At the risk of sounding trite: We live in a society. You can be the most “personally responsible” human in the world. You can work hard, never take a day off, pay all your bills on time, pay your health insurance premiums, exercise daily, eat nothing but health food … only to walk into a Dunkin’ Donuts and get coronavirus or some other contagious illness from someone else. If the people who prepare your food face financial ruin by taking a sick day, if they don’t have health care because we consider it a privilege not a right, then it doesn’t actually matter how personally responsible you have been. You can still get sick because they weren’t able to get well. You can also get screwed financially if the insurance company you paid every month decides you didn’t really need some of the health care you got.
Personal responsibility, bootstraps, and rugged individualism won’t save you from that.
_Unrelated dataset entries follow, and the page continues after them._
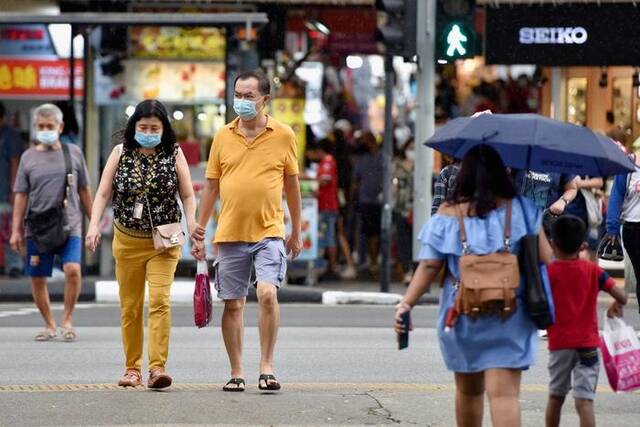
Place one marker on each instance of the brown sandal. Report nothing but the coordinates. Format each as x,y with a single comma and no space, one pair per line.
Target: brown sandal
45,335
68,334
131,378
158,379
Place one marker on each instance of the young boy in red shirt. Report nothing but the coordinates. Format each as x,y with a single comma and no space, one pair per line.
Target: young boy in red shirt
573,339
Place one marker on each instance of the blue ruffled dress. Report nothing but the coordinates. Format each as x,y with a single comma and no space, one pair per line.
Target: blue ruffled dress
487,342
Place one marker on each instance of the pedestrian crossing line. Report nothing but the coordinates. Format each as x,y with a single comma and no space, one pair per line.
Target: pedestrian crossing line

Collective responsibility, however, just might.
As this crisis unfolds, more and more of us are beginning to understand this. Most of us get that testing and treatment needs to be subsidized, because we get how that makes all of us all safer. Many of us are even learning that the whole “That all sounds nice, but where will we get the money from? Thin air?” argument just may have been bullshit all along. Let’s hope that those of us who have taken away these lessons will be able to apply it to everything else in life once we recover and emerge from the morass.